[None] [feat] Add test script and raster M for gather fc1 kernel (#10429)

Signed-off-by: Zongfei Jing <20381269+zongfeijing@users.noreply.github.com>
2026-01-13 22:18:36 +08:00 · 2026-01-07 09:31:49 +08:00 · 2026-01-07 09:31:49 +08:00 · bb2f883296
commit bb2f883296
parent bb6a3973aa
3 changed files with 1555 additions and 31 deletions
--- a/tensorrt_llm/_torch/custom_ops/cute_dsl_custom_ops.py
+++ b/tensorrt_llm/_torch/custom_ops/cute_dsl_custom_ops.py
@ -1864,10 +1864,13 @@ if IS_CUTLASS_DSL_AVAILABLE:
            mma_tiler_mn_candidates = [(self.tile_size, 128),
                                       (self.tile_size, 256)]
            cluster_shape_mn_candidates = [(self.tile_size // 128, 1)]
+            # TODO: Add raster_along_m=True if we find it more performant in some cases.
+            raster_along_m_candidates = [False]

            valid_tactics = []
-            for mma_tiler_mn, cluster_shape_mn in itertools.product(
-                    mma_tiler_mn_candidates, cluster_shape_mn_candidates):
+            for mma_tiler_mn, cluster_shape_mn, raster_along_m in itertools.product(
+                    mma_tiler_mn_candidates, cluster_shape_mn_candidates,
+                    raster_along_m_candidates):
                if self.__class__.kernel_class.can_implement(
                        ab_dtype=cutlass.Float4E2M1FN,
                        sf_dtype=cutlass.Float8E4M3FN,
@ -1883,7 +1886,8 @@ if IS_CUTLASS_DSL_AVAILABLE:
                        b_major="k",
                        c_major="n",
                ):
-                    valid_tactics.append((mma_tiler_mn, cluster_shape_mn))
+                    valid_tactics.append(
+                        (mma_tiler_mn, cluster_shape_mn, raster_along_m))

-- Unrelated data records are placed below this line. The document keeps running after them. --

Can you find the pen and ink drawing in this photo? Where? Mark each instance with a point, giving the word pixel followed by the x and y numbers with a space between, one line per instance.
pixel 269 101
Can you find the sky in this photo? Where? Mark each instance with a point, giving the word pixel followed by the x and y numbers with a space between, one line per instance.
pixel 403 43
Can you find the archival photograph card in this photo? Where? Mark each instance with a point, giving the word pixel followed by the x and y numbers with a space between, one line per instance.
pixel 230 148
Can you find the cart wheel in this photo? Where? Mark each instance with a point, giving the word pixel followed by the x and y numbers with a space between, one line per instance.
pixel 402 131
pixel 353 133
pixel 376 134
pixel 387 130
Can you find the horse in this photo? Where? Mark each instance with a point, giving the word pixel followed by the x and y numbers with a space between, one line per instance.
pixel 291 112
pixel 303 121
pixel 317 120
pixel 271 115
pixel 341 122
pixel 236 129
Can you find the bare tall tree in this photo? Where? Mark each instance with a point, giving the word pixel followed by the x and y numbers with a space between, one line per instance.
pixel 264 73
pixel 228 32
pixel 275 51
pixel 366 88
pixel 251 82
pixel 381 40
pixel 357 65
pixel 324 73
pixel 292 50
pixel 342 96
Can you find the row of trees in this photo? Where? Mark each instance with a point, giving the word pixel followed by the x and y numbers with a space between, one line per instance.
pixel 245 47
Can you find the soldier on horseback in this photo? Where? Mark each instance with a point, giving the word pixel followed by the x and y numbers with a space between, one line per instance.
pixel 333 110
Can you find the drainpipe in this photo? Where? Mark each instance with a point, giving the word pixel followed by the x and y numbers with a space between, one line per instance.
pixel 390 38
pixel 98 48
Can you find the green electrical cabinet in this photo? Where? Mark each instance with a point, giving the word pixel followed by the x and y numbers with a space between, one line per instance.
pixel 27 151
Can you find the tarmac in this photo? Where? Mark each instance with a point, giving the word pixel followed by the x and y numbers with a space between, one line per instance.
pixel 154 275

            return valid_tactics

@ -2013,15 +2017,16 @@ if IS_CUTLASS_DSL_AVAILABLE:
            stream = cuda.CUstream(torch_stream.cuda_stream)

            if isinstance(tactic, tuple):
-                mma_tiler_mn, cluster_shape_mn = tactic
+                mma_tiler_mn, cluster_shape_mn, raster_along_m = tactic
            else:
                mma_tiler_mn = (self.tile_size, 128)
                cluster_shape_mn = (self.tile_size // 128, 1)
+                raster_along_m = False
            assert mma_tiler_mn[
                0] == self.tile_size, f"Tactic ({tactic}) is incompatible with tile size ({self.tile_size})"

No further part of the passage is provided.